If you feel as though you may be ageing faster than your parents, you could be right. It’s possible your ‘healthy’ diet is not packed with as many vitamins and minerals which   decades ago occurred naturally in the food chain. The soils that grew the fruit and vegetables eaten by previous generations were more naturally fertile.

Sadly, today’s farming practices have stripped many essential minerals and other goodies from the earth. Consequently, the plants on your plate are devoid of some nutrients your body needs to function optimally and to stave off the ravages of ageing.

Certainly, today’s fresh produce looks great, blemish and pest-free, and comes in whopper sizes. However, the quest by supermarkets, farmers and chemical companies to tick those boxes has interfered with plants’ abilities to extract enough nutrients from the mediums in which they grow. That was the conclusion of Professor Donald Davis and his University of Texas research team, which compared data from 1950 and 1999 on 43 different fruits and vegetables.

“Efforts to breed new varieties of crops that provide greater yield, pest resistance and climate adaptability have allowed crops to grow bigger and more rapidly,” said Prof Davis.

“But their ability to manufacture or uptake nutrients has not kept pace with their rapid growth.”

He also told Scientific American that there have likely been declines in nutrients such as magnesium, among others.

So why is having adequate magnesium – 320mg a day for older women and 420mg for older men – essential to diets? Among the many reasons is that it wards off those diseases more likely to be associated with ageing – diabetes, high blood pressure and osteoporosis.

Older Australians, alcoholics and those who already suffer from diabetes are most likely to be deficient in the mineral. Consuming enough magnesium can control inflammation in your body, protecting you against heart disease and arthritis. The nutrient is also understood to keep blood vessels from tightening, helping to reduce the incidence of migraines.

The foods listed here are believed to contain generous amounts of magnesium.

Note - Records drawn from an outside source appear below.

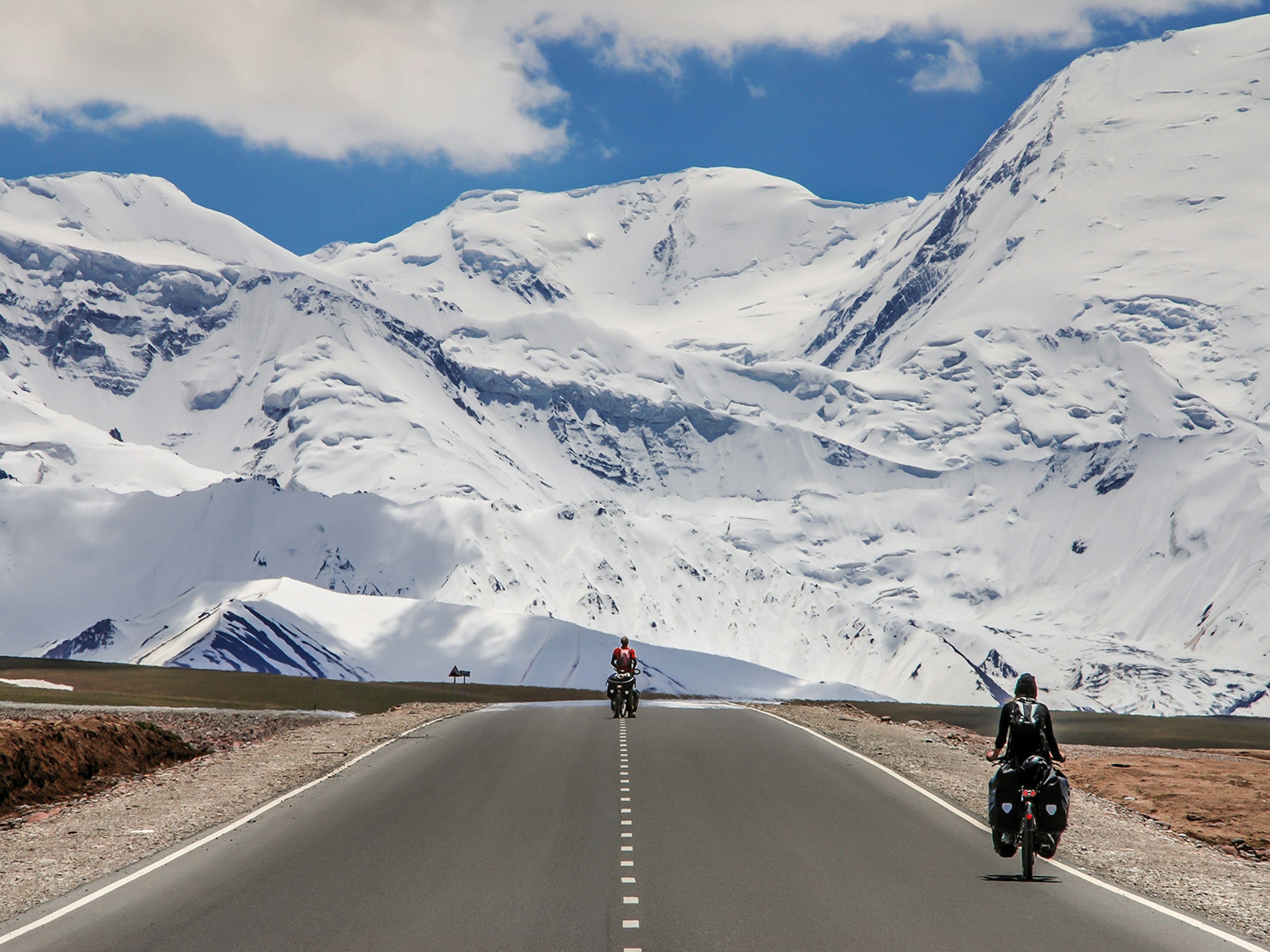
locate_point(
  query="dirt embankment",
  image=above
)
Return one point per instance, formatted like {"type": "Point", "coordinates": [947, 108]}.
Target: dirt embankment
{"type": "Point", "coordinates": [48, 761]}
{"type": "Point", "coordinates": [49, 852]}
{"type": "Point", "coordinates": [1220, 798]}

  • avocado, kale, Swiss chard and spinach
  • almonds, cashews, pecans and peanuts
  • seeds from pumpkins, sunflowers and flax
  • wholegrains, cooked oats and rice
  • chickpeas, black beans, kidney beans, lentils and soy products. 

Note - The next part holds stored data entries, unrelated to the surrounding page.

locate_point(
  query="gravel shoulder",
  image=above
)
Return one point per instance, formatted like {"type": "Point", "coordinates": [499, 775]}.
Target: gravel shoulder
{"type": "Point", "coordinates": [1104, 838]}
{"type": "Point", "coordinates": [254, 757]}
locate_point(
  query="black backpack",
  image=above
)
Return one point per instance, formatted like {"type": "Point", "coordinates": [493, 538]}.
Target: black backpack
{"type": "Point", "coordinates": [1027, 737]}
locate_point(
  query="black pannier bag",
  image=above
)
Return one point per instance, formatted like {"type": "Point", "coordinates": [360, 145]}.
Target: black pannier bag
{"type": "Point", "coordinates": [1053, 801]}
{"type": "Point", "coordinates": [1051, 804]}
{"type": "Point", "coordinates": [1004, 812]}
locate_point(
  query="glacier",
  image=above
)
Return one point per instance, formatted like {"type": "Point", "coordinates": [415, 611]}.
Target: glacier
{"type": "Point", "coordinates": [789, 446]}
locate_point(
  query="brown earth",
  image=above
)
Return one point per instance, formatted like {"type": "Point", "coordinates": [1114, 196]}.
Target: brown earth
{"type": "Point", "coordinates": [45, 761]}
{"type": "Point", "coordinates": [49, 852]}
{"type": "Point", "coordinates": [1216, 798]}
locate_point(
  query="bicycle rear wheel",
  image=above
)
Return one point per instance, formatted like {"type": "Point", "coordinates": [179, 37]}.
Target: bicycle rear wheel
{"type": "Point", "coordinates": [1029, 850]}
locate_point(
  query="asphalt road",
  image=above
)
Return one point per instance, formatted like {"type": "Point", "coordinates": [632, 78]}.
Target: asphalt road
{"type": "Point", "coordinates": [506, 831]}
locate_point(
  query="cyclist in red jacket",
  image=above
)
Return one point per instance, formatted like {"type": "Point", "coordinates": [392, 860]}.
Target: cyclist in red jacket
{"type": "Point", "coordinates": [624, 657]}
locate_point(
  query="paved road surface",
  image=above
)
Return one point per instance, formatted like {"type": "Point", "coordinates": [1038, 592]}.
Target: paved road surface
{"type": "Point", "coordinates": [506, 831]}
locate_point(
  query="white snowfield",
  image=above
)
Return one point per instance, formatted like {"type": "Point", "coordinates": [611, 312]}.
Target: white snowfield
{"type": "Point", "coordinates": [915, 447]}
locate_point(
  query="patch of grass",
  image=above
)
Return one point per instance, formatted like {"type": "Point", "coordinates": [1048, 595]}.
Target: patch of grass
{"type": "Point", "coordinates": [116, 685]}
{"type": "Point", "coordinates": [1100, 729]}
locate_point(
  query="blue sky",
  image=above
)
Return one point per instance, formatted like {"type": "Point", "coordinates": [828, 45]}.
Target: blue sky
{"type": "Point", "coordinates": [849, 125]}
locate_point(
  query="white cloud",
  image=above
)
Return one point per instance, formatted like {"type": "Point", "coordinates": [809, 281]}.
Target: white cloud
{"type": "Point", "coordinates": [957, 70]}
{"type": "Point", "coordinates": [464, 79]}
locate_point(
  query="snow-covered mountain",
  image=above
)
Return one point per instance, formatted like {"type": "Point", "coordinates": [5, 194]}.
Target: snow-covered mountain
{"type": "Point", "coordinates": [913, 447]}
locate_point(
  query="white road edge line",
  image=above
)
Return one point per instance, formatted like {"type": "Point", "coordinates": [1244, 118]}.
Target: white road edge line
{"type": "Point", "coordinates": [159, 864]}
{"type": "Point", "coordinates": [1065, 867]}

Many people with a magnesium deficiency may not have symptoms. Others who are more sensitive can develop tremors, disturbed sleep, muscle cramps and fatigue. If you suffer from these conditions, despite eating a balanced diet that includes foods from the above list, you may wish to ask your doctor if they recommend a blood test to measure your magnesium levels.

If your levels are low, your doctor may suggest taking supplements or applying creams, which are available over the counter.

Have you ever had your magnesium levels tested? Do you need to supplement your diet with vitamins? Has taking mineral supplements helped to improve your health?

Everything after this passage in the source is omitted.